« L’Adieu aux rois » : l’utilisation du roman comme moyen d’investigation historique. Dans un roman historique très documenté, Valère Staraselski retrace ce qui s’est passé d’août à octobre 1793 à l’intérieur de la basilique Saint-Denis concernant les sépultures des rois de France.

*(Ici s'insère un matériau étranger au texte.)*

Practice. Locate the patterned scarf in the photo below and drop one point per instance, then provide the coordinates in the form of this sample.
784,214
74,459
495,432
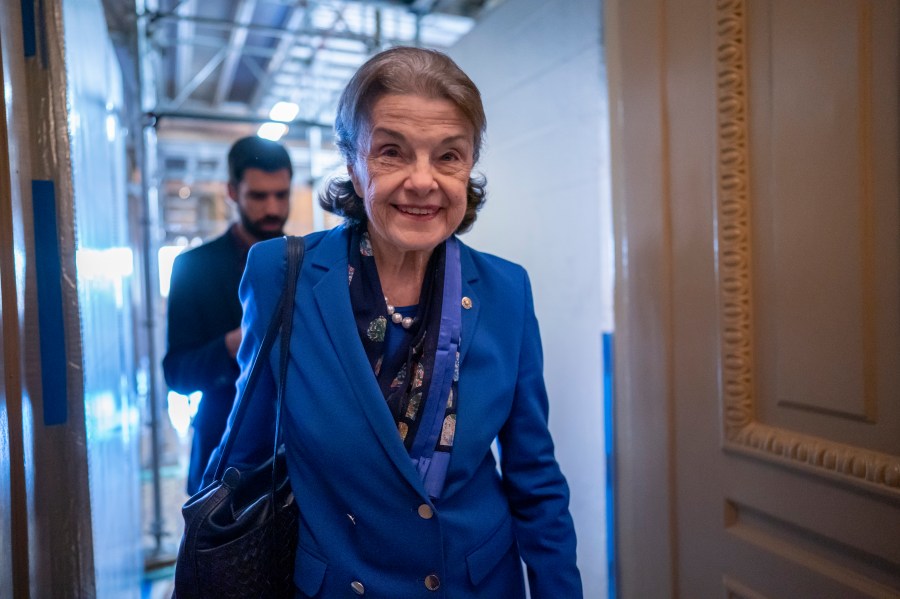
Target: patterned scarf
405,378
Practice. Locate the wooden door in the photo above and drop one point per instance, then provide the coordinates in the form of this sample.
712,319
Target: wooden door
756,199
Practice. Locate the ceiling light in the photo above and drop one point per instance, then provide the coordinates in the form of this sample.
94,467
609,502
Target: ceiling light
273,131
284,112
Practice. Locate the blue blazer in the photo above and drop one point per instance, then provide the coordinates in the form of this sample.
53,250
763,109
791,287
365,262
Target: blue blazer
365,517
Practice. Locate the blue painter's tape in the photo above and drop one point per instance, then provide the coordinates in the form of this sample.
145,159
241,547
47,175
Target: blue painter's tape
608,418
29,35
50,304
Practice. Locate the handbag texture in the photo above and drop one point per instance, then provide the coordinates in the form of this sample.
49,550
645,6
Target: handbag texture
240,531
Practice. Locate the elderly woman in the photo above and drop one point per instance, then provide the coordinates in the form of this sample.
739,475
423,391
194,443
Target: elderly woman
411,353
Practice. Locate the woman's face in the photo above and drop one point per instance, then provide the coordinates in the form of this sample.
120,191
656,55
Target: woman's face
412,172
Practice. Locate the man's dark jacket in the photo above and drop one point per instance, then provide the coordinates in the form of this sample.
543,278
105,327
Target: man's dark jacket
203,306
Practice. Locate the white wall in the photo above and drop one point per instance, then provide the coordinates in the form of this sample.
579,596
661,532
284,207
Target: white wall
539,66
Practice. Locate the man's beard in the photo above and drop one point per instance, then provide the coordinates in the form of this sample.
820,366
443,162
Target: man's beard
256,229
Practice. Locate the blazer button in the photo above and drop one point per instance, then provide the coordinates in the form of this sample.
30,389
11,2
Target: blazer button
432,582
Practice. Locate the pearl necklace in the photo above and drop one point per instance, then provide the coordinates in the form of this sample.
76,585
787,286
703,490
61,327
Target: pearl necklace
396,317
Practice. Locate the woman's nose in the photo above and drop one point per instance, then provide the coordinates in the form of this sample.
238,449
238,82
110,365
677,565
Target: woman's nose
421,178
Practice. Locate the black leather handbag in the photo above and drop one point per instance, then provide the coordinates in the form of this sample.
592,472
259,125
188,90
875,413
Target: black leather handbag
240,531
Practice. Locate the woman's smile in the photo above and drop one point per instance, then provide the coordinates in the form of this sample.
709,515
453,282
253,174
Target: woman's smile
412,172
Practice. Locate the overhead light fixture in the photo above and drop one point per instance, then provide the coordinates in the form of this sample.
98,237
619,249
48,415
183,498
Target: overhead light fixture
273,131
284,112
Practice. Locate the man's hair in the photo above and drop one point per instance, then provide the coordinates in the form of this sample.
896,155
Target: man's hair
256,152
405,71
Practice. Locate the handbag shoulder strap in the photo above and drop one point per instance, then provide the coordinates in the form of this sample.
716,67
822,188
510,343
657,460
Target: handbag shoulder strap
281,321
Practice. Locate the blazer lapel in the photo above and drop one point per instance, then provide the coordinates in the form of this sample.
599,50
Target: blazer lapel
333,302
472,307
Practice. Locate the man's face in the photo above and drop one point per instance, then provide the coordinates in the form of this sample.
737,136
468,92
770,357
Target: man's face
263,201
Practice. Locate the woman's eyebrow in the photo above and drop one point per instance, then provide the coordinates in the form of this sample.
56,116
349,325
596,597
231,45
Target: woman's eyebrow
400,137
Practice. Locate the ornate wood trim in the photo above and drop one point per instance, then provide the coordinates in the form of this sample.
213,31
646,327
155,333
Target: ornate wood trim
742,432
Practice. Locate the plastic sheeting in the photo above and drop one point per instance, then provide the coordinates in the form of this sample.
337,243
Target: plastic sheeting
104,270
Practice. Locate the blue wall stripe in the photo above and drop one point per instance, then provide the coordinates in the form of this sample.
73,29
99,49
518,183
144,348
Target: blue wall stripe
28,28
608,418
50,304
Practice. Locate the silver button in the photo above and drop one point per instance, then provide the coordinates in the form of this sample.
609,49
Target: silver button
432,582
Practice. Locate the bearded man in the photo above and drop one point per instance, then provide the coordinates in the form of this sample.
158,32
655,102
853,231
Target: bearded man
204,313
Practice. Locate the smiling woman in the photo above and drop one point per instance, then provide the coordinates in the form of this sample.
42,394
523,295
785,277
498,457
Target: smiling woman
410,354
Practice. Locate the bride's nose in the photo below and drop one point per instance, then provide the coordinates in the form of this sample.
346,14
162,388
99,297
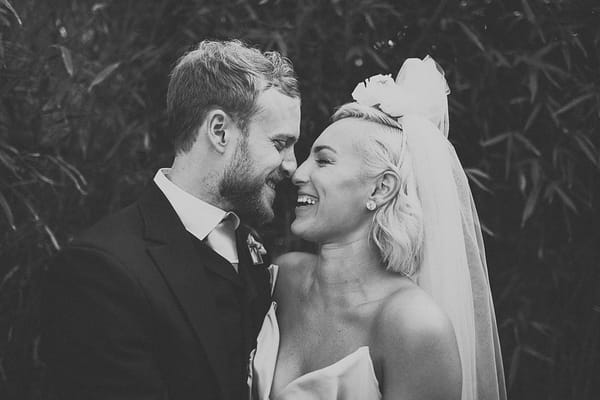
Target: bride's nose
300,176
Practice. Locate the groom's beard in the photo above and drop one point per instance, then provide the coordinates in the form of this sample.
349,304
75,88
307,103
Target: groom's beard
244,190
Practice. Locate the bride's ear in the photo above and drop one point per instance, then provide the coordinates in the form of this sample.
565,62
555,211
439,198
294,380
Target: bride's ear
386,188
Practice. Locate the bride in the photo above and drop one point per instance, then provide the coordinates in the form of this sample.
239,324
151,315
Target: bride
396,304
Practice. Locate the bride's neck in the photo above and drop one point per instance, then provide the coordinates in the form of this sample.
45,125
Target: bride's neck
346,270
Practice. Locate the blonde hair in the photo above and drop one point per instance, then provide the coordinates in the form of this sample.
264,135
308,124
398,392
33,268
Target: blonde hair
397,226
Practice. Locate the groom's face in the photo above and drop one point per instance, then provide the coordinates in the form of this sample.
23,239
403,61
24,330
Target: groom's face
264,157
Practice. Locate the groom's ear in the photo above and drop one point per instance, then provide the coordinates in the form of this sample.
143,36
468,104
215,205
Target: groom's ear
219,126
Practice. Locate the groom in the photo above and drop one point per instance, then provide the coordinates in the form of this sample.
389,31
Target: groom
164,299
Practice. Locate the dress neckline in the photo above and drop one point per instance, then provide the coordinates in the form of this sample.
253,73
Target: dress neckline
361,352
269,337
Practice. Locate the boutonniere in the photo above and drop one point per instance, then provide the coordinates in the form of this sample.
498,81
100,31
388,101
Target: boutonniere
256,249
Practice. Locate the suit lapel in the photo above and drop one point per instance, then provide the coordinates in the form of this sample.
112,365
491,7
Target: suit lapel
256,279
183,268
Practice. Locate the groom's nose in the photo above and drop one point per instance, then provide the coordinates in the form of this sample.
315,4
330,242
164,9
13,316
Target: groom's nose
289,164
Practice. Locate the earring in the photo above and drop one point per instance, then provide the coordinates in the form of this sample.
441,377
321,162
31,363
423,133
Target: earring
371,205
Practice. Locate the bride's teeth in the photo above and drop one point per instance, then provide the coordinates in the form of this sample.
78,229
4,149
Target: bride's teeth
306,200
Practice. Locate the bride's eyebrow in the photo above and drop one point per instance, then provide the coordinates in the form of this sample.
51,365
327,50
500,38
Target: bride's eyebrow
323,147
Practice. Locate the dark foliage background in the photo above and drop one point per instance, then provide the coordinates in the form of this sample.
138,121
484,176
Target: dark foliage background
82,129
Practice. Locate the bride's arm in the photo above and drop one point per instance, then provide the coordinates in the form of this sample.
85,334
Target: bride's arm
419,355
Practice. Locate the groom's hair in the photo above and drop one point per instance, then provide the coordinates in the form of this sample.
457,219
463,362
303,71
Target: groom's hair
225,74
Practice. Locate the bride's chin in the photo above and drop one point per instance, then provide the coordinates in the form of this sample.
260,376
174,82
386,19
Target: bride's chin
299,231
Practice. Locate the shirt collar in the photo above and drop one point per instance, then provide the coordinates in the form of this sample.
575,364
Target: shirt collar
198,217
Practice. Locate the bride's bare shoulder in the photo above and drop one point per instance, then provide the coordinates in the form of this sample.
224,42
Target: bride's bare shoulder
415,340
294,269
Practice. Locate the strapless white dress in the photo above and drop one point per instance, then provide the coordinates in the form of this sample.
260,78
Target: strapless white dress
351,378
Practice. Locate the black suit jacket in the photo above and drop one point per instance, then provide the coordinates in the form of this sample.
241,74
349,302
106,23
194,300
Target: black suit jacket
129,312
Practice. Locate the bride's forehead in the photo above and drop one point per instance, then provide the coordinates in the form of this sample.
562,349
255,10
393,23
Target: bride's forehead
343,132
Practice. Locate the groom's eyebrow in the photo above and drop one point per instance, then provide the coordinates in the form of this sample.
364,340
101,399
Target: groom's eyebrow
289,138
323,147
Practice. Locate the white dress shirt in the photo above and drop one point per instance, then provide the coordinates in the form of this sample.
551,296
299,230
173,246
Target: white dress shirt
203,220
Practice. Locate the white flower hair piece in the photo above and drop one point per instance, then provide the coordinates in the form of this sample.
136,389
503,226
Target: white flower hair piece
380,91
420,89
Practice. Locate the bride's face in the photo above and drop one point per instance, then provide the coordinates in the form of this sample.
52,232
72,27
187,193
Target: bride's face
332,186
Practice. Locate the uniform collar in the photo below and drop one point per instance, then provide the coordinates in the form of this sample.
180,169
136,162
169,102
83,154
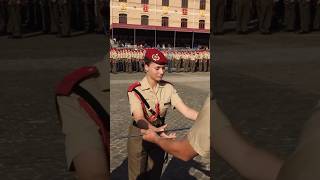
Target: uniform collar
145,84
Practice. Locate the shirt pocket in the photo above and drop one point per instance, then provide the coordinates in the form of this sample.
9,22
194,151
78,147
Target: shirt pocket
165,105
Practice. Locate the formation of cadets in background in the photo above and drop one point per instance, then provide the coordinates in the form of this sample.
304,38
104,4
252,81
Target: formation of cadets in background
61,17
184,60
301,16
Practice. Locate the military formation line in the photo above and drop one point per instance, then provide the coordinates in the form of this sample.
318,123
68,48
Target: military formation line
182,60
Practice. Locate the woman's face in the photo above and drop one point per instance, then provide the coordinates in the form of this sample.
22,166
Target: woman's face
155,71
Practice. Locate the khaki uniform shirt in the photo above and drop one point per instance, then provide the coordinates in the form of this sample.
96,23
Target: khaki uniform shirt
199,134
81,132
165,94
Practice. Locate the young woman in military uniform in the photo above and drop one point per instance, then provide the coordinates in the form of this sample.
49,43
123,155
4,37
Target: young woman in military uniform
149,100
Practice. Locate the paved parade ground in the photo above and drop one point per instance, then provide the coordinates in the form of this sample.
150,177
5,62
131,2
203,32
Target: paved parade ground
267,86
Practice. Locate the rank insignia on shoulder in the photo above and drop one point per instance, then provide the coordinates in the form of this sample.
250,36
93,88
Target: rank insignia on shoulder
134,85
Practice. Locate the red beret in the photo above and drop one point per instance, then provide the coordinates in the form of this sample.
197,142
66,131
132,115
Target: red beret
156,56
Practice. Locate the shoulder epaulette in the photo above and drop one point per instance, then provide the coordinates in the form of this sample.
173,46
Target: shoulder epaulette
134,85
64,88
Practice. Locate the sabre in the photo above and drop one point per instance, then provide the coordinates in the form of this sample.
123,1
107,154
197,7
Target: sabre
169,130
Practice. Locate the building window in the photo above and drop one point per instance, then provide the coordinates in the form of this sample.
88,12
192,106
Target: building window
144,1
184,3
165,2
165,21
184,23
144,20
202,4
123,18
201,24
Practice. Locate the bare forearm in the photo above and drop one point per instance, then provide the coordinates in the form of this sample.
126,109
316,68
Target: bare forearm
178,148
144,124
192,114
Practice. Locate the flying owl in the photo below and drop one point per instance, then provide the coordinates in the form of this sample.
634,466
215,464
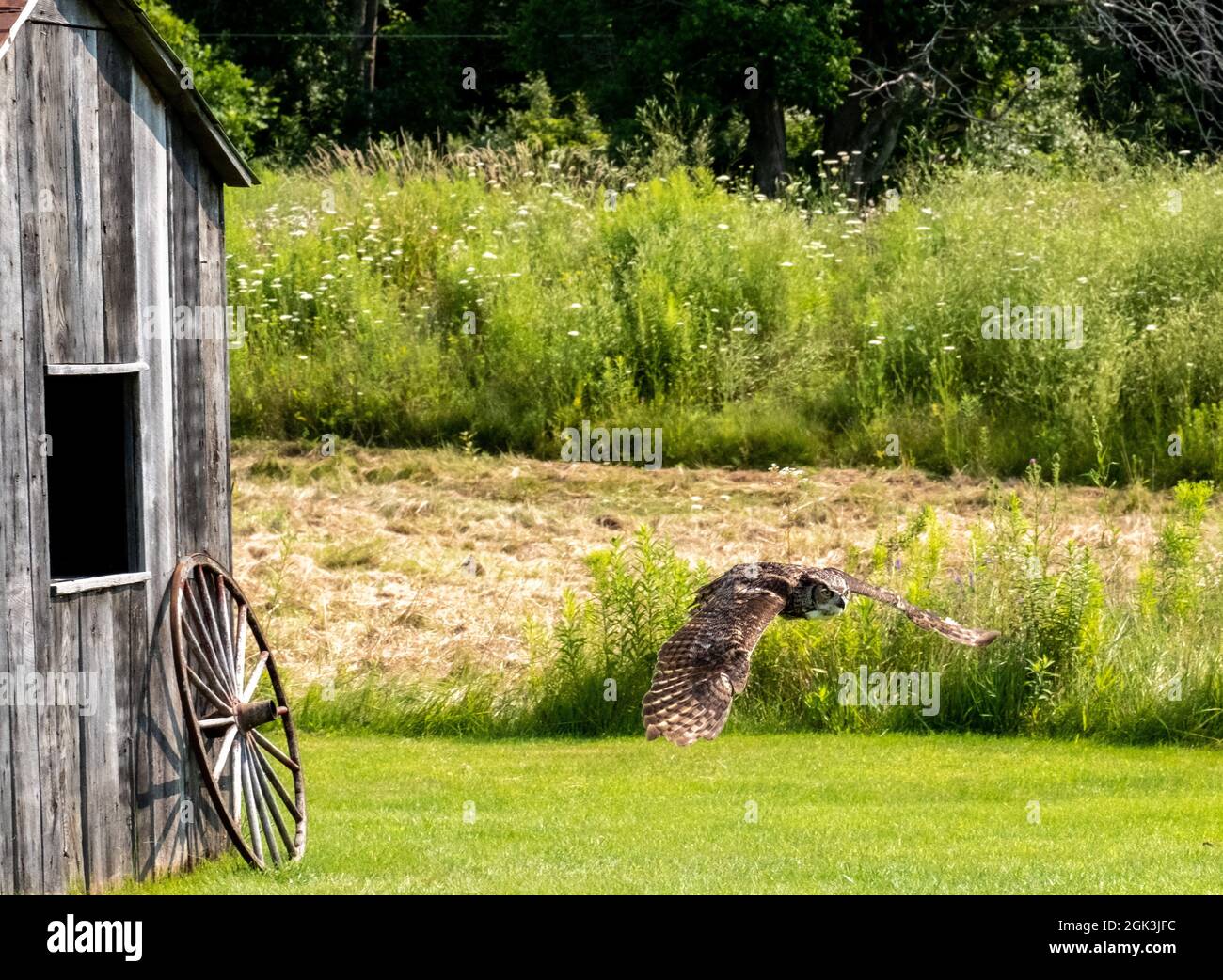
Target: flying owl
705,665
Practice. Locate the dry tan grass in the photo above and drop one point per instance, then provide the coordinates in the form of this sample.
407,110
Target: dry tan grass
417,560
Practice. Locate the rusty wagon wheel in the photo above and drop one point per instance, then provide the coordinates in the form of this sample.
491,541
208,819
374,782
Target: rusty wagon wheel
230,690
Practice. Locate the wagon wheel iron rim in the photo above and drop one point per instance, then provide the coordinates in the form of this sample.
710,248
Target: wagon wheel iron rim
225,672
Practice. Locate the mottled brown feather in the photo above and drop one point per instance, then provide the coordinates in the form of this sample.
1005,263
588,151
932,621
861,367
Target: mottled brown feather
705,665
706,662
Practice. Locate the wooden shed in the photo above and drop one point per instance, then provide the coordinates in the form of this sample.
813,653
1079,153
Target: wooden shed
114,436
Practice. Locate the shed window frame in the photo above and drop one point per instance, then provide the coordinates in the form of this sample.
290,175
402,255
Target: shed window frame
135,560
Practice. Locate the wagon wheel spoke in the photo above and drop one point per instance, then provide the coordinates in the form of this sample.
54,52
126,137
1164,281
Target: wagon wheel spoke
265,767
277,752
240,641
202,686
212,615
248,792
264,803
236,783
256,674
199,637
219,767
229,686
227,629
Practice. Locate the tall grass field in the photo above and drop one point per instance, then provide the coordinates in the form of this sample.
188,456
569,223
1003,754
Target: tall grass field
400,296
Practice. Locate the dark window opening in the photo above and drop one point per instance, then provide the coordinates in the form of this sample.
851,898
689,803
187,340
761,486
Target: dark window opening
90,476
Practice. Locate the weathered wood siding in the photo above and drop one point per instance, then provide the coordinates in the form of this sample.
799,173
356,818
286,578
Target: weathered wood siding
109,220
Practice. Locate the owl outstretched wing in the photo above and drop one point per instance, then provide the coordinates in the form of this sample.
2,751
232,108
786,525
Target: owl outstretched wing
705,665
922,617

VALÈRE STARASELSKI donne à lire son 7e roman, « L’Adieu aux rois », consacré à un épisode relativement méconnu de la Révolution de 1789 : l’exhumation en 1793 des dépouilles royales et princières de la basilique de Saint-Denis où elles reposaient, pour certaines, depuis des siècles. Episode peu connu en réalité car considéré comme un événement lié à la Terreur, supplanté dans l’imaginaire collectif par la mise à mort de Louis XVI et de sa femme et dont la responsabilité est souvent imputée à Robespierre. Voilà qui méritait bien un roman historique. Comme dans « Une Histoire française », Georges de Coursaut, écrit sous la dictée de Marc-Antoine Doudeauville, seule l’année change. Comme les personnages secondaires sont les mêmes, le lecteur a l’impression de lire le deuxième volume d’une fresque romanesque... Depuis l’arrestation de Louis XVI à Varennes en juin 1791, c’en est fini de la monarchie constitutionnelle. Le gouvernement provisoire doit faire face aux menaces étrangères et à la guerre civile. Il fait fondre les monuments en bronze et autres métaux pour fabriquer des armes. Il donne l’ordre de détruire les mausolées royaux et d’en extraire les dépouilles.
L’habileté du romancier est de faire raconter ces derniers faits par l’organiste de Saint-Denis, Ferdinand Gautier, royaliste et catholique fervent.
Réalisme historique
Si bien que le lecteur assiste au récit de Gautier et aux remarques de Doudeauville, mis en forme par de Coursaut. Réalisme historique Le récit de Ferdinand Gautier est précis et émouvant, rien n’est épargné de l’aspect des dépouilles exhumées au lecteur qui, à son corps défendant, en oublie les exactions et la cruauté de ces roi s et reines.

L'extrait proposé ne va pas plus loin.